In quel film non c'ero. Ho accettato di lavorare ad una storia che non fosse mia e ho sofferto tantissimo per le critiche di certi blogger, gente che doveva tornare a casa e scrivere qualcosa di acuto a tutti i costi. Non lo so, forse sono troppo fragile per quel mondo lì. E allora sono voluto ripartire da me stesso, dall'andate tutti affanculo, anche se non ce l'ho con loro, ma con me. Non sai quanto mi piacerebbe essere qualcun altro, svegliarmi la mattina ed essere una persona meno contorta. Invece sono sempre quello che non vede l'ora di raccontare i cazzi suoi agli amici.

Cosa che però succede anche qui...
Appunto, ho ceduto al vizio. Io sono stato davvero male all'idea che il film fosse visto. E dopo la proiezione sono stato anche peggio.

Cosa ti ha ferito delle critiche relative a questo tuo ultimo lavoro?
Che si parlasse del film in termini di narcisismo. Il narcisista è uno che vuole sembrare sempre al meglio, bello, non certo uno che si fa a pezzetti. Neanche mi lavavo i denti prima di fare le riprese.
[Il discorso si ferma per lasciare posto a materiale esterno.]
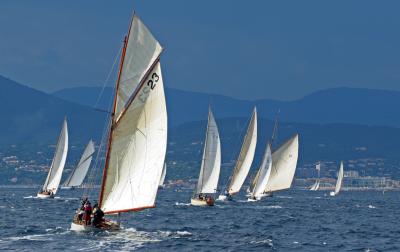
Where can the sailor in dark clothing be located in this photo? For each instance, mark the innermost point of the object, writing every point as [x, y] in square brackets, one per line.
[98, 215]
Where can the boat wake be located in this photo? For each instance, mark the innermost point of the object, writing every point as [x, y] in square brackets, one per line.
[181, 204]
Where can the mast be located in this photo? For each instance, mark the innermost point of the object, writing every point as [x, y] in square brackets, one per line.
[111, 127]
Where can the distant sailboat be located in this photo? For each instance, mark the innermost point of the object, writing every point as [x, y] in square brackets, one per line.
[50, 187]
[77, 176]
[315, 186]
[284, 162]
[263, 174]
[339, 181]
[244, 160]
[210, 166]
[137, 139]
[163, 174]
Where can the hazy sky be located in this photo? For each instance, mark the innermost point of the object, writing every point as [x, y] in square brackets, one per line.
[245, 49]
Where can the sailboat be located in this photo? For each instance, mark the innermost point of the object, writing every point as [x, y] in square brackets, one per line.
[163, 174]
[77, 176]
[263, 174]
[339, 181]
[50, 187]
[244, 160]
[284, 162]
[137, 134]
[210, 166]
[315, 186]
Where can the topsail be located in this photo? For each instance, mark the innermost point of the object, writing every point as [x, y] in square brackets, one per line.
[211, 163]
[138, 134]
[246, 156]
[57, 166]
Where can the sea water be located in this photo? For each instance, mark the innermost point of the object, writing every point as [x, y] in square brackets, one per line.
[294, 220]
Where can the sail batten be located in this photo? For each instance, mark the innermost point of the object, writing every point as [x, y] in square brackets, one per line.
[211, 161]
[246, 156]
[138, 134]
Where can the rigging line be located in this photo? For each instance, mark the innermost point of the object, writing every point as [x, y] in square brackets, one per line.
[108, 77]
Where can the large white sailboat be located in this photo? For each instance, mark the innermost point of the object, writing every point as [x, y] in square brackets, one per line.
[210, 166]
[50, 186]
[339, 181]
[244, 160]
[137, 139]
[284, 162]
[315, 186]
[77, 176]
[263, 174]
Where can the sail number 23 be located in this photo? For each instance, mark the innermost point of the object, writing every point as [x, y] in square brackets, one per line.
[150, 85]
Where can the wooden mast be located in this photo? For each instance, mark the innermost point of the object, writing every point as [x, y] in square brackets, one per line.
[104, 178]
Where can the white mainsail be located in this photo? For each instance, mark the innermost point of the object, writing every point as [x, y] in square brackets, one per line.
[211, 163]
[340, 179]
[138, 134]
[246, 156]
[79, 173]
[315, 186]
[284, 162]
[57, 166]
[263, 174]
[163, 174]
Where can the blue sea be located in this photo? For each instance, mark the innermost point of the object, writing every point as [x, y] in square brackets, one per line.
[293, 220]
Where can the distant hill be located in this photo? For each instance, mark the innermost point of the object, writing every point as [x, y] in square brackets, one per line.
[30, 116]
[337, 105]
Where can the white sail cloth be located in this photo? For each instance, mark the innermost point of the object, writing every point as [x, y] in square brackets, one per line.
[139, 134]
[284, 162]
[211, 163]
[246, 156]
[163, 174]
[57, 166]
[340, 179]
[142, 50]
[263, 174]
[79, 173]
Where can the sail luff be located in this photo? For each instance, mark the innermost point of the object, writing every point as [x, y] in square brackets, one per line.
[246, 156]
[111, 126]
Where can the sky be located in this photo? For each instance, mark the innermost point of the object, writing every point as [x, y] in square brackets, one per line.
[244, 49]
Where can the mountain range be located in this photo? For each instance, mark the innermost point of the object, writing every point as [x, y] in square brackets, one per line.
[337, 105]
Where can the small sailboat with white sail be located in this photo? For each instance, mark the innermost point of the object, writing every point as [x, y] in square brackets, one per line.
[315, 186]
[339, 181]
[50, 186]
[137, 133]
[284, 163]
[244, 161]
[77, 176]
[210, 166]
[163, 174]
[263, 174]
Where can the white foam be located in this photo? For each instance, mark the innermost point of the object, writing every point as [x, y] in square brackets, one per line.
[183, 233]
[181, 204]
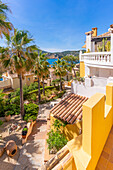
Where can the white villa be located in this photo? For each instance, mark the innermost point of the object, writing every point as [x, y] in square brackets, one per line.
[96, 64]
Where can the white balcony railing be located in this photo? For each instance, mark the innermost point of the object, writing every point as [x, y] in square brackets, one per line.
[100, 57]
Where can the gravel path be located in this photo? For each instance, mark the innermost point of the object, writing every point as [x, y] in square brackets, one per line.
[30, 156]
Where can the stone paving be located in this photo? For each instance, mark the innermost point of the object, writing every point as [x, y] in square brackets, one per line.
[32, 154]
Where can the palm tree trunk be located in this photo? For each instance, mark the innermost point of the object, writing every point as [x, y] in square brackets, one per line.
[60, 84]
[39, 96]
[21, 97]
[43, 88]
[74, 72]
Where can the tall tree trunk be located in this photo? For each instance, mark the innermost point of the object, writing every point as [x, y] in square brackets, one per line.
[39, 95]
[60, 84]
[43, 88]
[74, 72]
[21, 97]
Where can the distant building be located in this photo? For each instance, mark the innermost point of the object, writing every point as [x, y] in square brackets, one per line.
[12, 80]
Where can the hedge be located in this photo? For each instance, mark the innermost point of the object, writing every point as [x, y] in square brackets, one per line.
[36, 91]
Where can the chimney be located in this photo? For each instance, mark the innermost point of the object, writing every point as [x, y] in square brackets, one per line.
[94, 32]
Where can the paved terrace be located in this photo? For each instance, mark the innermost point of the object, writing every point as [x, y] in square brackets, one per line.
[82, 90]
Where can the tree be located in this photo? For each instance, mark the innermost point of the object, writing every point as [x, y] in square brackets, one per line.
[5, 26]
[71, 62]
[45, 70]
[60, 69]
[18, 57]
[38, 70]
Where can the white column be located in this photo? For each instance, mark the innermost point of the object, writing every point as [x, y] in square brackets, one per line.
[111, 31]
[93, 46]
[88, 42]
[80, 59]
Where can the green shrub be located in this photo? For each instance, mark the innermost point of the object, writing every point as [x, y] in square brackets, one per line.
[34, 91]
[56, 139]
[33, 97]
[15, 100]
[1, 122]
[31, 112]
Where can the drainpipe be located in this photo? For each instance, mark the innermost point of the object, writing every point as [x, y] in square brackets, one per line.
[111, 32]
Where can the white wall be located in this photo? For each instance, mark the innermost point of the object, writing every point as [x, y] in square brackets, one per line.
[5, 83]
[88, 42]
[87, 70]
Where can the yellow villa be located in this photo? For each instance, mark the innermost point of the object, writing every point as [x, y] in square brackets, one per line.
[93, 148]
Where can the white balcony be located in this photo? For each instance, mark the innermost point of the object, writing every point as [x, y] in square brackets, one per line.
[98, 58]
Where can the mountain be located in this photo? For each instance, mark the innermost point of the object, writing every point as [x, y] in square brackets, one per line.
[62, 54]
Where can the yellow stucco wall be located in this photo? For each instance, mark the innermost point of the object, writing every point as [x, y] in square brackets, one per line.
[97, 123]
[82, 69]
[70, 130]
[27, 80]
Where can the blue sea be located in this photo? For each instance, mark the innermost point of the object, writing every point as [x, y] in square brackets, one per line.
[51, 60]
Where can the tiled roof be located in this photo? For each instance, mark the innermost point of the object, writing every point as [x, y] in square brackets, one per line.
[69, 109]
[106, 159]
[106, 34]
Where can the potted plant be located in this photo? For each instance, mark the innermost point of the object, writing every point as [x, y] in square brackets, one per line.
[7, 116]
[79, 80]
[24, 132]
[75, 79]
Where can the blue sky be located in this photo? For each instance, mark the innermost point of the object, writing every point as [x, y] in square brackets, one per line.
[58, 25]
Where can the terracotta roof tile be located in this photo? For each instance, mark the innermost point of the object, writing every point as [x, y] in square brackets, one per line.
[106, 34]
[70, 108]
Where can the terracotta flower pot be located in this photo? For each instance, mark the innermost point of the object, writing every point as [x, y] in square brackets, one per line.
[11, 148]
[7, 118]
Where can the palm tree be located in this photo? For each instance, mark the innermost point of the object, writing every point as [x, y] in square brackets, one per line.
[71, 62]
[18, 57]
[5, 26]
[45, 70]
[60, 69]
[38, 70]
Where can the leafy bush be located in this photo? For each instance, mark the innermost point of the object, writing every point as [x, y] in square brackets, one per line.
[56, 139]
[15, 100]
[31, 112]
[33, 97]
[1, 122]
[13, 108]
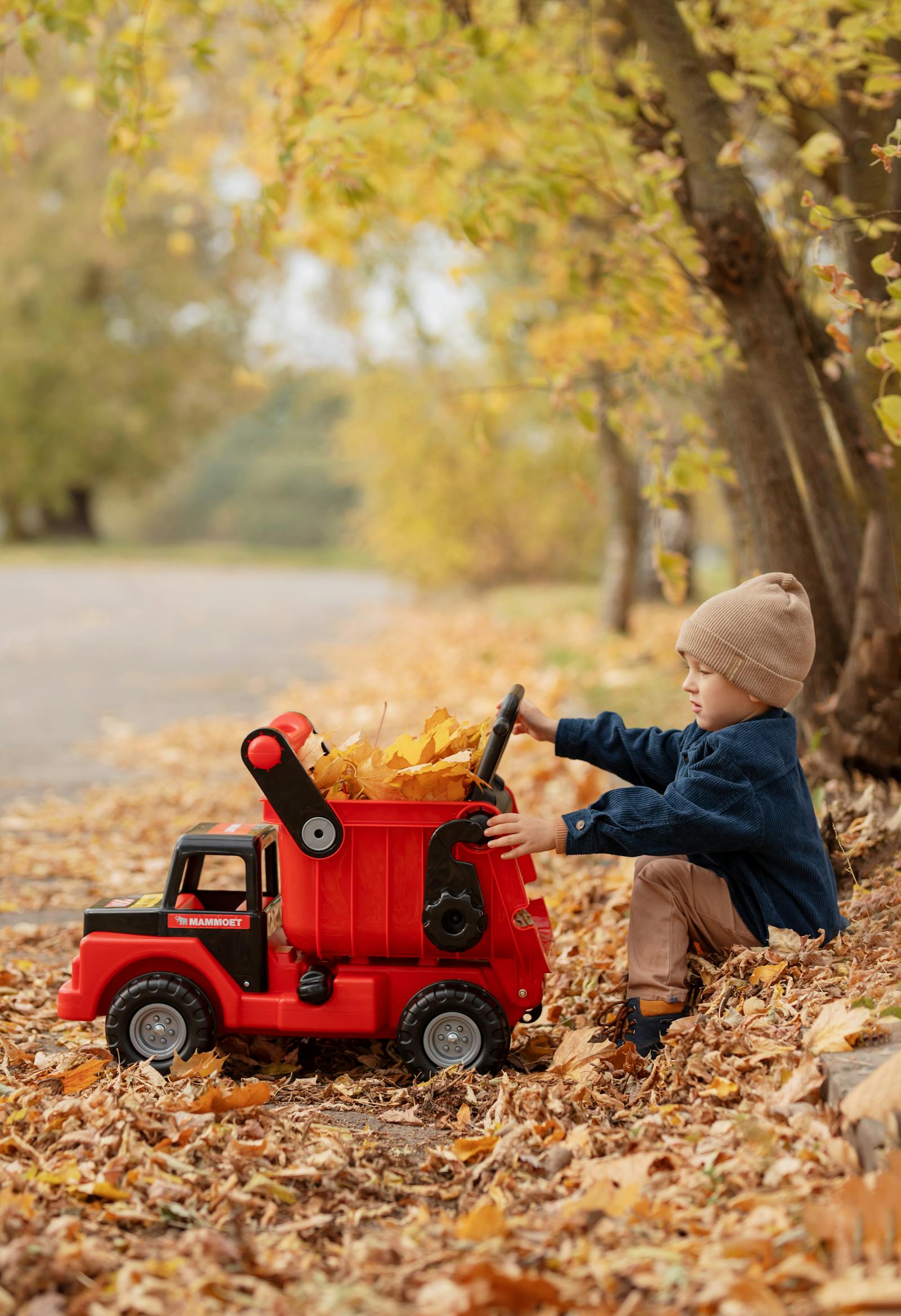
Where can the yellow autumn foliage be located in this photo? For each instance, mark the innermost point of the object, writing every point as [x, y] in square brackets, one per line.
[436, 765]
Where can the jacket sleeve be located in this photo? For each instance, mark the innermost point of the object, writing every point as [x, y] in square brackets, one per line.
[641, 756]
[711, 809]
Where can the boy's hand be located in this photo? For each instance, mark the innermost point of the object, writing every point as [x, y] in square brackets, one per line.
[524, 835]
[532, 721]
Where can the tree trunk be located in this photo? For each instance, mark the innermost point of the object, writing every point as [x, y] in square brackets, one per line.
[745, 271]
[674, 529]
[742, 548]
[775, 512]
[16, 529]
[621, 475]
[77, 521]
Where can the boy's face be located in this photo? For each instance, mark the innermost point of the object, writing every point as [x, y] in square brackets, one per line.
[715, 701]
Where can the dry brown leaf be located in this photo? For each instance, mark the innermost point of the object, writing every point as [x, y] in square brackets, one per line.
[84, 1074]
[230, 1099]
[802, 1085]
[835, 1025]
[721, 1087]
[472, 1149]
[862, 1294]
[487, 1220]
[578, 1051]
[784, 942]
[604, 1197]
[200, 1065]
[769, 973]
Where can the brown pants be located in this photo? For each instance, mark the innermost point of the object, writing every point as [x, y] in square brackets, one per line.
[674, 903]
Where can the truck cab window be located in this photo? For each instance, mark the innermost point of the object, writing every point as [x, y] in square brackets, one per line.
[213, 882]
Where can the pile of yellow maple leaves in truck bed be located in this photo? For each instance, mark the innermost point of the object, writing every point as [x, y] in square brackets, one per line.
[282, 1176]
[437, 765]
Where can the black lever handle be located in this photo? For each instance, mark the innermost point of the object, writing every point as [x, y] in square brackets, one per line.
[500, 733]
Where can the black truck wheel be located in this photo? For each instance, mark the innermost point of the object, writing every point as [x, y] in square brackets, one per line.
[453, 1023]
[154, 1016]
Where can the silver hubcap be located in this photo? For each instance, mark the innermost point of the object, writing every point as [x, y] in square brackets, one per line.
[157, 1031]
[452, 1039]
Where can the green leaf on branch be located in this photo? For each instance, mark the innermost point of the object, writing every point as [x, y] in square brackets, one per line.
[886, 265]
[820, 151]
[890, 416]
[821, 217]
[672, 573]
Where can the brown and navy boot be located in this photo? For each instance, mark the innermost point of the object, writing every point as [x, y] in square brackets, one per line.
[644, 1023]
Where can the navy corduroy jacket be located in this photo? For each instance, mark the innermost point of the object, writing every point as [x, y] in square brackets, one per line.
[733, 801]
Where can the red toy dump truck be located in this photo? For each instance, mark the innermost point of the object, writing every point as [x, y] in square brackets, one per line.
[350, 919]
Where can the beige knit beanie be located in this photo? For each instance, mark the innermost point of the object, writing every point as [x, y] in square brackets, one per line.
[759, 636]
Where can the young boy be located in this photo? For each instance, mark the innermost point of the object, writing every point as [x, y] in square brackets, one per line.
[720, 814]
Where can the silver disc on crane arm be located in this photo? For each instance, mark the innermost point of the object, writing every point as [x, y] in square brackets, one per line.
[319, 833]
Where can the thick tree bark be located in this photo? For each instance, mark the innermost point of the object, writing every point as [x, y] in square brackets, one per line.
[78, 518]
[746, 274]
[674, 529]
[620, 473]
[745, 271]
[742, 549]
[775, 511]
[15, 527]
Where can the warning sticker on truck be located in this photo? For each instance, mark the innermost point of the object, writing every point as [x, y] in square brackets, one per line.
[191, 919]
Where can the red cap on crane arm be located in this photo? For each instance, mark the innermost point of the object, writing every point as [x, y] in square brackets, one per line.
[265, 752]
[295, 728]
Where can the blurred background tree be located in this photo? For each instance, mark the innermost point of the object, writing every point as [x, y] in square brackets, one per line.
[115, 356]
[682, 240]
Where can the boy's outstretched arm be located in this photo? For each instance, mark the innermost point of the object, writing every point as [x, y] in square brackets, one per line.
[713, 807]
[643, 756]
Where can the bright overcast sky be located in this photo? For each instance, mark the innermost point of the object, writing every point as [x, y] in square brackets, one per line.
[294, 323]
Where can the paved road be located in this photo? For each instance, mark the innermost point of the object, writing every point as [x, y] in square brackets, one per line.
[146, 645]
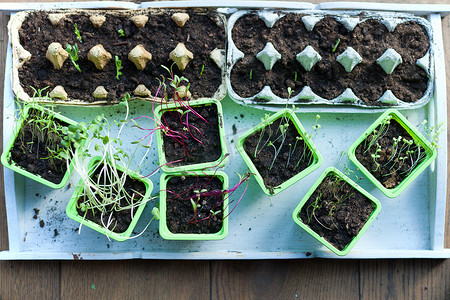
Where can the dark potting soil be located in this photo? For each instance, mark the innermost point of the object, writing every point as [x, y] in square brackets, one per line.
[328, 78]
[293, 154]
[198, 139]
[160, 36]
[120, 219]
[33, 155]
[392, 169]
[336, 211]
[180, 211]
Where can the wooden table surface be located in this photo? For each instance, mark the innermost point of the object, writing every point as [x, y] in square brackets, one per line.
[271, 279]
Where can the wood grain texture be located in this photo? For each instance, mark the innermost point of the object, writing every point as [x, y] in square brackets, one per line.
[405, 279]
[135, 280]
[286, 279]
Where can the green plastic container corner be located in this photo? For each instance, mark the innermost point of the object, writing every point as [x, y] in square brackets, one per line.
[375, 212]
[431, 153]
[6, 155]
[164, 230]
[71, 209]
[221, 161]
[315, 164]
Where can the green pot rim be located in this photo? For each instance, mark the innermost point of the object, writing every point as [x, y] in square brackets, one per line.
[431, 153]
[72, 213]
[317, 157]
[221, 161]
[164, 230]
[13, 166]
[327, 244]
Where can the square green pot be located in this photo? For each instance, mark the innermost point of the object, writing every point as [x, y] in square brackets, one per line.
[71, 209]
[298, 221]
[221, 161]
[164, 229]
[315, 164]
[431, 153]
[6, 155]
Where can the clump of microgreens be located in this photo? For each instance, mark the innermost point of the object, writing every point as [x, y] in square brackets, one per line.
[403, 149]
[105, 193]
[164, 94]
[202, 194]
[47, 134]
[77, 32]
[336, 194]
[336, 45]
[118, 66]
[277, 139]
[73, 54]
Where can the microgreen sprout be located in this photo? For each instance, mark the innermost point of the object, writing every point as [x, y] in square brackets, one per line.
[336, 45]
[118, 66]
[104, 191]
[73, 54]
[77, 32]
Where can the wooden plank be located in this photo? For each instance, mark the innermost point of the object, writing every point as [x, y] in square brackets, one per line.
[285, 279]
[405, 279]
[135, 280]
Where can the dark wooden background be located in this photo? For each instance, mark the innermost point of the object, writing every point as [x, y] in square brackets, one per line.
[270, 279]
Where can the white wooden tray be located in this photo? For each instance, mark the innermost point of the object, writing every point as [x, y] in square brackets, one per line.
[261, 227]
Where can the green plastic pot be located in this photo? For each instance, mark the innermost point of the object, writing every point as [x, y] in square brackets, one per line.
[431, 153]
[164, 229]
[221, 161]
[298, 221]
[71, 209]
[6, 155]
[315, 164]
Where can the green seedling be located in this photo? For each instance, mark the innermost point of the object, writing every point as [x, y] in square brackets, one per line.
[77, 32]
[118, 66]
[336, 45]
[73, 54]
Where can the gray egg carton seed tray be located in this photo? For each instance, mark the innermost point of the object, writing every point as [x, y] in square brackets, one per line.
[309, 56]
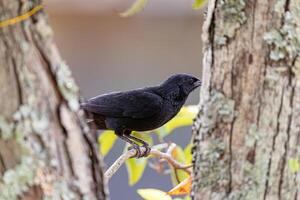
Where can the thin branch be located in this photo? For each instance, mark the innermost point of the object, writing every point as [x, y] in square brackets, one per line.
[154, 152]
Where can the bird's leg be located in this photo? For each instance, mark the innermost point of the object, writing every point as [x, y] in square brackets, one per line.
[133, 144]
[145, 144]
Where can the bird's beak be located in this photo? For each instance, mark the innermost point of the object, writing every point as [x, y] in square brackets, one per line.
[197, 84]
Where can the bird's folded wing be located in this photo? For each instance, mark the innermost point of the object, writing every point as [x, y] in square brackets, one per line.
[134, 104]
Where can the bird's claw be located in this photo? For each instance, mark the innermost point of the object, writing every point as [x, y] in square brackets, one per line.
[139, 152]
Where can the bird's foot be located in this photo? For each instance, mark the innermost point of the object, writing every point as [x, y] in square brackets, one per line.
[148, 150]
[140, 153]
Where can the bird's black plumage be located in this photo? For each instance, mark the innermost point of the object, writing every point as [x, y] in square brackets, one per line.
[141, 109]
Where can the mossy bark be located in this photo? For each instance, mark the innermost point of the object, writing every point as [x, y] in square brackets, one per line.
[46, 148]
[247, 134]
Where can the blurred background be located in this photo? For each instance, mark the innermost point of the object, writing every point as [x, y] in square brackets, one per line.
[109, 53]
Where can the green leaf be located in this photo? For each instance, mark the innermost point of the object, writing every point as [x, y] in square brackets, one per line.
[135, 169]
[188, 154]
[198, 4]
[179, 155]
[183, 118]
[294, 165]
[136, 7]
[106, 141]
[153, 194]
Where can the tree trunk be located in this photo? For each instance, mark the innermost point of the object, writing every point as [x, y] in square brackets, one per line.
[46, 148]
[247, 135]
E' vero che ci sono io, ma non volevo fare il ganzo. Il problema, ripeto, è questa pazzia di pensare di fare film come se stessi raccontando una storia a degli amici, a quelli che ti vogliono bene, so che non può essere così. E' un'azione kamikaze che non avevo calcolato. Forse non è stata la migliore delle idee aprirci il festival, c'era bisogno di un po' di protezione in più.

Perché allora hai deciso di farlo vedere, il film?
Diciamo che è stata mia sorella, la mia coscienza, a spingermi, dicendomi che raccontava delle cose importanti di me. Io di lei mi fido perché in certe cose è molto più intelligente di me. Detto questo, non sapevo che sarebbe stato in concorso a Torino. Domenico Procacci un giorno mi ha chiamato e mi ha spiegato di sua spontanea iniziativa lo aveva proposto al Festival e che ero stato preso.

Smettere di fumare fumando quindi è un film che senti totalmente tuo?
E' stato importante, oltre che stra divertente, girare, montare, scrivere la colonna sonora, fare tutto in prima persona, insomma. Mi mancava davvero tanto la sensazione di affondare le mani. Quando fai un film 'normale' il montatore e l'assistente al montaggio già selezionano per te delle scene, ma il più delle volte negli scarti c'è l'oro, ma non avevo tempo di controllare.

Hai mai pensato di trasformare questo lavoro in un fumetto?
No, semmai il contrario. Volevo portare al cinema la libertà totale che ho quando faccio un fumetto. Quando ho iniziato a fare cinema mi sono chiesto come mai non mi sentissi libero, non avessi la capacità di perdere il controllo. Nei fumetti sapevo fare harakiri. Lavorare con una piccola telecamera mi ha ridato quella libertà, oltre a darmi la possibilità di mettere in primo piano questa ciccia qui (si pizzica le braccia). In fondo nei miei fumetti c'è sempre questa figura con gli orecchioni secca e dinoccolata, quello sono io.

E che effetto ti ha fatto rivederti?
Io non so come si possa sopravvivere a vedersi, sinceramente non so come faccia Moretti. Trasformarsi in un personaggio, una sorta di marionetta, mi fa una paura cane. Nel mezzo della lavorazione mi sono un sacco divertito, ma quando mi sono rivisto mi sentivo sdoppiato. 'Guarda come sono buffo qui', dicevo.

Adesso a cosa stai lavorando?
Ad un film fatto a modino, come dicono dalle mie parti. Una benefattrice mi ha comprato una macchina da presa seria. Lo spirito è lo stesso di Smettere di fumare fumando, ma c'è anche del cinema.